Im Mittelfeldduell gegen die HSG Blomberg-Lippe feierte der Frankfurter HC unterdessen einen souveränen 35:26-Erfolg. Dank der Paraden von Katja Schülke, die am Spieltag ihren 23. Geburtstag feierte, und einer guten Deckungsleistung legten die Gastgeber ein schnelles 6:1 vor. "Die Startphase war wichtig für unser Selbstvertrauen, da haben sich die Mädels frei gespielt", freute sich FHC-Coach Dietmar Schmidt. Bereits beim 13:3 betrug die Differenz zehn Tore, bevor die Blombergerinnen ins Spiel fanden und die Begegnung ausgeglichen gestalten konnten. Am Abstand änderte sich bis zum Spielende unterdessen wenig, dank der Treffer von Nadgornaja und Große blieb die Differenz am Ende aber zumindest im einstelligen Bereich.

Während Blomberg weiterhin drei Punkte Vorsprung auf die Abstiegsplätze hat, gelang es der TSG Ketsch nicht den Abstand zu vergrößern. Stattdessen schien Tabellenschlusslicht Borussia Dortmund der erhoffte Befreiungsschlag zu gelingen. Ketsch führte zwar schnell mit 5:2, doch mit drei Toren in Folge glich Dortmund umgehend aus. In der vierzigsten Minute brachte Svenja Spriestersbach die Gäste dann mit ihrem Tor zum 17:16 erstmals in Führung. Ketsch antwortete mit drei Toren in Folge, doch Kliewe brachte Dortmund beim 25:24 wieder in Front. Die Ketscherin Friederike Gubernatis erhielt bei diesem Aktion zudem eine Zeitstrafe, die Borussinnen schienen dem wichtigen Auswärtssieg nah. Doch Ketsch traf durch Brückmann in Unterzahl und glich durch zwei von Astrid Wörner verwandelte Siebenmeter auch die erneuten Dortmunder Führungen durch Kliewe und Spriestersbach aus. In dem Thriller legte Spriestersbach wieder vor, doch Gubernatis gelang der erneute Ausgleich. Über drei Minuten waren zu diesem Zeitpunkt noch zu spielen, doch ein weiterer Treffer sollte keiner Mannschaft mehr gelingen.
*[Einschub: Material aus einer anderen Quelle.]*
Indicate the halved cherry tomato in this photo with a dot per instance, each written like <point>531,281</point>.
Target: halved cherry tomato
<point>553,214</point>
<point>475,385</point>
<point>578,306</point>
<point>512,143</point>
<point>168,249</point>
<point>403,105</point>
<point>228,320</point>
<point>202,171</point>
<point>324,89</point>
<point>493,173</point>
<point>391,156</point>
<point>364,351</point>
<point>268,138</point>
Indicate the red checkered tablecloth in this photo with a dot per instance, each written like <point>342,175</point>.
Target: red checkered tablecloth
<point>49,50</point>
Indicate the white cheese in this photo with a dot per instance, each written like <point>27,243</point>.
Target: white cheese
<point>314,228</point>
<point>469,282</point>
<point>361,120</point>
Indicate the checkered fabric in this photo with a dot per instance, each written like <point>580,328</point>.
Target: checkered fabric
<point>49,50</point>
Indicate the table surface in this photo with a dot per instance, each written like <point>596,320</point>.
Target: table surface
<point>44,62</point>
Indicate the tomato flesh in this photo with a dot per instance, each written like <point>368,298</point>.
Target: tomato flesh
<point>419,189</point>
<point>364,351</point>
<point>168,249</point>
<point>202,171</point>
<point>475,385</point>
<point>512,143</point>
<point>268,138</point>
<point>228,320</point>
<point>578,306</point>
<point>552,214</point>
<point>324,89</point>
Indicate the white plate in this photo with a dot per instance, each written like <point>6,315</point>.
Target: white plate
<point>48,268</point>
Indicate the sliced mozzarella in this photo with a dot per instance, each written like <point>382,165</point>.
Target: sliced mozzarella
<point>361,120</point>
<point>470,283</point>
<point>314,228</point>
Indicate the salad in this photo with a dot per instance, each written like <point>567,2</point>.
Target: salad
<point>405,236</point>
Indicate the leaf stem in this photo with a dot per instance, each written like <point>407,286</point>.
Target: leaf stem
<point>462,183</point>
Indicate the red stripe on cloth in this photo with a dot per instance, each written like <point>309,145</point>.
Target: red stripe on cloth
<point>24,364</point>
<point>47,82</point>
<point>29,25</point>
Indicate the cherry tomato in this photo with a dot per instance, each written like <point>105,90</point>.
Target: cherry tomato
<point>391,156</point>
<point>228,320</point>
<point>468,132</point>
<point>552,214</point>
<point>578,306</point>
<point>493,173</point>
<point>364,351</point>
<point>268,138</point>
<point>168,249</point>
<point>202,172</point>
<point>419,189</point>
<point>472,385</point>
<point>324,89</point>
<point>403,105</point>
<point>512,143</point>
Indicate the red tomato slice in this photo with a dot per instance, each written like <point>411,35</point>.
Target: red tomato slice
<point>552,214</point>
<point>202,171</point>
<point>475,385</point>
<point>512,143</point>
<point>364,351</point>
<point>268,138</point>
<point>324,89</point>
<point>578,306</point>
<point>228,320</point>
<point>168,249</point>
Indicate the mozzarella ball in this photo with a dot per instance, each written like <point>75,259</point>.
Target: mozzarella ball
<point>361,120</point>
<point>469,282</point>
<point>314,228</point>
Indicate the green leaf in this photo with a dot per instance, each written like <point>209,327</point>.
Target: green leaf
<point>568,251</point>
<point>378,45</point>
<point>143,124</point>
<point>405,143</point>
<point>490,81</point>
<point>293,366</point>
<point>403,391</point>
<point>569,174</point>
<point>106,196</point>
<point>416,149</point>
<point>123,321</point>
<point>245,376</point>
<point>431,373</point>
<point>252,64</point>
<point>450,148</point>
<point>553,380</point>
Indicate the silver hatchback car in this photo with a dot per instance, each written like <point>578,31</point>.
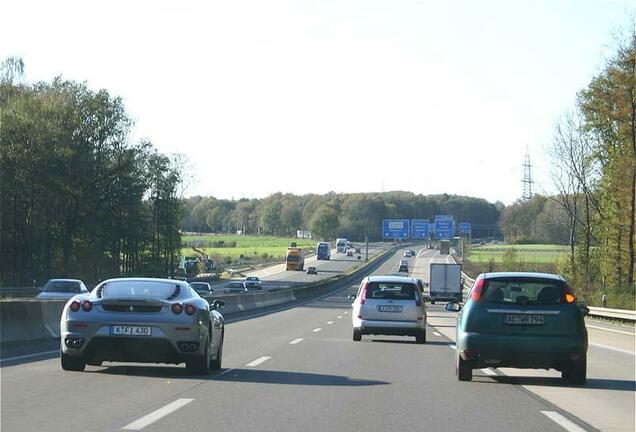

Der erhoffte Befreiungsschlag gelang unterdessen Frisch Auf Göppingen, vor 1.800 Zuschauern hielten die Gastgeberinnen die Begegnung gegen den VfL Oldenburg vor allem dank ihrer konsequenten Abwehrarbeit offen. VfL-Coach Leszek Krowicki fehlten unterdessen die Alternativen von der Bank, er musste mit nur drei Rückraumspielerinnen auskommen. Sein Gegenüber Hagen Gunzenhauser musste unterdessen den Ausfall von Jessica Schulz kompensieren, was seiner Mannschaft allerdings glänzend gelang. Katrin Schröder hatte die Hausherrinnen beim 26:25 wieder in Führung geworfen, Martina Fritz setzte die wichtigen Treffer zum 27:25 und 28:26, bevor Inga Frey den 29:26-Endstand markierte. "Wir waren zwar 56 Minuten ebenbürtig, haben dann aber zwei Siebenmeter verworfen und zwei Bälle verloren, mit denen Göppingen natürlich prompt das Spiel entschieden hat", ärgerte sich Oldenburgs Trainer Leszek Krowicki über die knappe Niederlage. "Wir wollten der Mannschaft 50 Minuten lang alles abverlangen, sie kaputt laufen, sie in der Abwehr und im Angriff ständig fordern und dann die letzten 10 Minuten nutzen um die Partie für uns zu entscheiden. Dass das so geklappt hat, war natürlich auch ein wenig glücklich", freute sich sein Gegenüber Hagen Gunzenhauser unterdessen über die wichtigen Punkte im Kampf um den Klassenverbleib.